On constate en effet qu’avoir la fesse tondue s’emploie hardi petit au XVIIe, siècle galant par excellence où celui qui maîtrise les codes de l’art de vivre à la française et sait complimenter la dame à la faire rougir pourra bénéficier de ses faveurs – puisque là est le but, évidemment.
La fesse qui n’est pas encore galbée et musclée tel le moderne popotin de n’importe quelle starlette télé-réaliste, est alors dite tondue pour révéler tout l’entregent et l’habileté du séducteur.
Si la constitution de l’expression demeure obscure au chercheur en mots surannés, elle s’inscrit néanmoins en droite ligne dans le mouvement d’exécration du poil que l’on rencontre aussi dans avoir le persil qui sort du cabas, autre formule qui fait de la pilosité en zone intime un handicap certain. Sa légitimité est donc avérée.
Casanova possède certainement l’un des sillons interfessier les plus glabres de son époque
Avoir la fesse tondue, au propre comme au figuré, revient donc à avoir plus d’un tour dans son sac en matière amoureuse, par exemple en montrant ses estampes japonaise ou en beurrant des tartines.
Notons que son usage désigne exclusivement un homme, le baba féminin étant considéré par définition aussi doux que celui d’un bébé. Ainsi l’on dira que Dom Juan a la fesse tondue, que le Vicomte de Valmont est tout autant net du croupion et que Giacomo Girolamo Casanova possède certainement l’un des sillons interfessier les plus glabres de son époque.
Ces grands séducteurs feront énormément pour l’expression, la propulsant au firmament de celles à utiliser pour les décrire.

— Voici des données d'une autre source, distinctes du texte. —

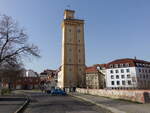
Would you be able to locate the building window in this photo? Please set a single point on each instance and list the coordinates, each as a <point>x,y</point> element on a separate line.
<point>127,65</point>
<point>116,65</point>
<point>128,76</point>
<point>122,76</point>
<point>128,70</point>
<point>123,82</point>
<point>111,71</point>
<point>112,83</point>
<point>117,76</point>
<point>79,60</point>
<point>112,76</point>
<point>129,82</point>
<point>78,30</point>
<point>117,71</point>
<point>122,70</point>
<point>118,82</point>
<point>111,66</point>
<point>145,71</point>
<point>70,49</point>
<point>69,60</point>
<point>70,69</point>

Au fil des siècles elle se démocratisera et plus d’un bourreau des cœurs de camping sera dit ayant la fesse tondue (chose au demeurant aisément vérifiable puisqu’il se pavane en maillot de bain toute la journée) tout comme le moindre baratineur de petite Anglaise en goguette estivale tentant de rendre profitable la condamnation à un séjour outre-Manche reçue pour mauvais résultats scolaires.
L‘irruption moderne du brazilian butt lift sur les marchés conjoints de la chirurgie et de l’esthétique portera un coup sérieux à l’usage d’avoir la fesse tondue (pour d’évidentes raisons économiques) et son crédit se perdra totalement lorsque la galanterie se verra considérée comme un moyen pour une moitié masculine de l’humanité de dominer l’autre moitié.
Devant ce front du refus de la fesse morte et de la parole enjôleuse, avoir la fesse tondue s’affaissera en une surannéité dont elle ne se relèvera jamais.